Meet the US-Born Dancer Rising the Ranks in Russia

September 11, 2017

At the age of 11, Julian MacKay gave up his life in rural Montana to move to Moscow and train full-time at the Bolshoi Ballet Academy. It paid off: With Apollonian lines and bravura reserves of technique, the young dancer is now a versatile first soloist with St. Petersburg’s Mikhailovsky Ballet, and brings an enterprising American spirit to his Russian life.

Company:
Mikhailovsky Ballet

Age:
19

Hometown:
Bozeman, Montana

Training:
With Christine Austin in Montana, Bolshoi Ballet Academy in Moscow

Accolades:
2015 Prix de Lausanne (Royal Ballet apprenticeship), 2015 Beijing International Ballet and Choreography Competition (bronze), 2014 Yuri Grigorovich Ballet Competition in Sochi (bronze), 2014 Istanbul International Ballet Competition (gold)


Stas Levshin, Courtesy Mikhailovsky Ballet.
MacKay in The Flames of Paris

Russian gamble:
MacKay was the first American to graduate from both the lower and upper schools of Moscow’s Bolshoi Ballet Academy.
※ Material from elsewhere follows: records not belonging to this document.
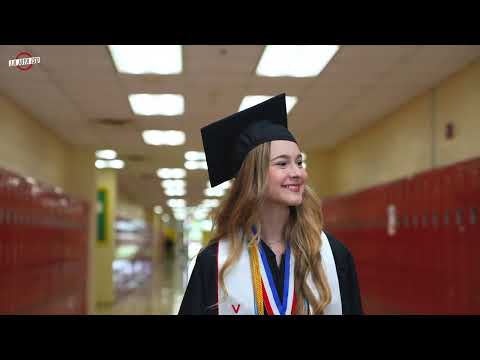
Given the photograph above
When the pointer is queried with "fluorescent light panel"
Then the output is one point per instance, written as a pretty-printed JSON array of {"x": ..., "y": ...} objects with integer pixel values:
[
  {"x": 167, "y": 173},
  {"x": 295, "y": 60},
  {"x": 194, "y": 155},
  {"x": 157, "y": 104},
  {"x": 252, "y": 100},
  {"x": 106, "y": 154},
  {"x": 161, "y": 137},
  {"x": 196, "y": 165},
  {"x": 110, "y": 164},
  {"x": 147, "y": 59}
]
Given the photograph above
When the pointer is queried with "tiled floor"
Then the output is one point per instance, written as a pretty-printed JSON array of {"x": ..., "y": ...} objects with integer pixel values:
[{"x": 160, "y": 295}]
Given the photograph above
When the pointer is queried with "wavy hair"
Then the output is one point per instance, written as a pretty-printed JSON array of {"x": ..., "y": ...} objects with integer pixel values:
[{"x": 239, "y": 211}]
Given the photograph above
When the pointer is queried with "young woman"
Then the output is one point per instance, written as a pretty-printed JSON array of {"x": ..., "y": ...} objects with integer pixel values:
[{"x": 269, "y": 253}]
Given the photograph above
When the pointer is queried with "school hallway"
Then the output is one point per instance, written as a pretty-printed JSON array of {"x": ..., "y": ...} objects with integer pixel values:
[{"x": 105, "y": 192}]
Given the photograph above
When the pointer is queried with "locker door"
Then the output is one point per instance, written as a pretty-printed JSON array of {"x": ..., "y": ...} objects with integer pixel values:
[
  {"x": 462, "y": 268},
  {"x": 472, "y": 233},
  {"x": 436, "y": 278}
]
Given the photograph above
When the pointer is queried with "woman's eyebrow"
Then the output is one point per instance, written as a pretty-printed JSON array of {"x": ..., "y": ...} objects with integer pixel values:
[{"x": 285, "y": 156}]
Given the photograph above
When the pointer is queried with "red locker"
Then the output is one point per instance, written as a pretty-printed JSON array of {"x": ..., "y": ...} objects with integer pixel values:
[{"x": 471, "y": 233}]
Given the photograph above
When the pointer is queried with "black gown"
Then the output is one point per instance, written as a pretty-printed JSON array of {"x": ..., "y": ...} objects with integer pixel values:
[{"x": 201, "y": 293}]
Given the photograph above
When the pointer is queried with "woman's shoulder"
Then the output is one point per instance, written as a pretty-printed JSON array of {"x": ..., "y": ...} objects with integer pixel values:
[
  {"x": 208, "y": 254},
  {"x": 338, "y": 248}
]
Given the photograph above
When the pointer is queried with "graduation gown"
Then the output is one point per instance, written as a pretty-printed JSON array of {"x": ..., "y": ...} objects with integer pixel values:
[{"x": 201, "y": 293}]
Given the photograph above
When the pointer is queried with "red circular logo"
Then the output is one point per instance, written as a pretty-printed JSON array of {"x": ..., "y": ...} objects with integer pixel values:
[{"x": 22, "y": 55}]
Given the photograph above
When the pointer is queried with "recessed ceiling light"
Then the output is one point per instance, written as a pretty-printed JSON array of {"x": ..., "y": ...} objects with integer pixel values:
[
  {"x": 157, "y": 104},
  {"x": 164, "y": 137}
]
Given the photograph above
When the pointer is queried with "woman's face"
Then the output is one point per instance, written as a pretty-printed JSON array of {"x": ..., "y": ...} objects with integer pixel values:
[{"x": 286, "y": 175}]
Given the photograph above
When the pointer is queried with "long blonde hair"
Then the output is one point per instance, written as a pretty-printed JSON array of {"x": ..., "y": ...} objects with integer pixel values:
[{"x": 239, "y": 211}]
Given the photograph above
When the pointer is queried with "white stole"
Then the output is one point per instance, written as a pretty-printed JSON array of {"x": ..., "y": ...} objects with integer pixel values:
[{"x": 238, "y": 282}]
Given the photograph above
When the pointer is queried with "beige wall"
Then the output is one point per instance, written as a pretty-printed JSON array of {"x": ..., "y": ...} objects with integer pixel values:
[
  {"x": 127, "y": 208},
  {"x": 319, "y": 171},
  {"x": 407, "y": 141},
  {"x": 30, "y": 149},
  {"x": 458, "y": 101}
]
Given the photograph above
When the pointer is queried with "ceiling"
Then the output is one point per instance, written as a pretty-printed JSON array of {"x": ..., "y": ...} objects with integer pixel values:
[{"x": 76, "y": 86}]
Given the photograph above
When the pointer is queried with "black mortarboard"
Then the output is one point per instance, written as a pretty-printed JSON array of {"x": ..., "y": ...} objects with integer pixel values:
[{"x": 228, "y": 141}]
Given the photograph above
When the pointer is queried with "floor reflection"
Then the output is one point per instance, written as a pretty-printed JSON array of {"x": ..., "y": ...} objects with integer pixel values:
[{"x": 150, "y": 289}]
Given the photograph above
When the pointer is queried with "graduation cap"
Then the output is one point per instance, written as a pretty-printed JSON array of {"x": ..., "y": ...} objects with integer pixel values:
[{"x": 228, "y": 141}]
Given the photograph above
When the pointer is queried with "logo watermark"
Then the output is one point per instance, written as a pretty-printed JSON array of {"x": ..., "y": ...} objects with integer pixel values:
[{"x": 24, "y": 61}]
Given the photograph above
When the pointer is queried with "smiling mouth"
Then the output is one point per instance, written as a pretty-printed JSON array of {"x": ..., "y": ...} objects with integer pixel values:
[{"x": 294, "y": 188}]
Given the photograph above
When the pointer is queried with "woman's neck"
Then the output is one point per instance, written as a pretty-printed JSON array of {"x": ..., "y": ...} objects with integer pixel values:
[{"x": 273, "y": 218}]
He was invited to train there after a summer Bolshoi intensive in the U.S., and ended up staying six years. “I thrived on the constant challenge,” he says. “I had to fit in both in the ballet sense and in the language sense.”

Family affair:
MacKay is far from the only dancer in his family: His two older half-sisters, Maria Sascha Khan and Nadia Khan, have danced with European and Russian ballet companies. Their mother moved to Moscow to support Julian, who was later joined at the Bolshoi Academy by his younger brother Nicholas MacKay. “That is definitely my secret to success: I wasn’t there by myself,” says MacKay.

“Julian has this wonderful Western self-control, mixed with a Russian understanding of musicality.” —Mikhail Messerer


St. Petersburg calling:
While auditioning for the Hungarian National Ballet, MacKay met Mikhailovsky ballet master in chief Mikhail Messerer, who was giving the class. Messerer later offered him a second soloist position in St. Petersburg, with principal roles on the horizon. “I couldn’t turn him down. The more opportunities you have, the more you can grow as a dancer.”

Youthful bravura:
Messerer threw another challenge his way last winter, with the difficult, high-powered leading role in The Flames of Paris. After rising to the occasion, MacKay was promoted to first soloist. “He is startlingly handsome, and he has the ability to dance not only academic roles but also flashier ones,” says Messerer, who will next cast MacKay as the Prince in another Soviet-era revival, Rostislav Zakharov’s Cinderella.

Entrepreneurial ambition:
Bolshoi Academy students graduate with a bachelor’s, and MacKay has opted to pursue a master’s degree at Moscow’s Russian University of Theatre Arts (GITIS), which prepares dancers for roles as ballet masters and choreographers. He’s already putting the choreography component of the course to good use: last year, he staged a family-friendly version of The LittleHumpbacked Horse in St. Petersburg, and took it to Montana this summer.

MacKay with siblings Maria Sascha Khan, Nadia Khan and Nicholas MacKay.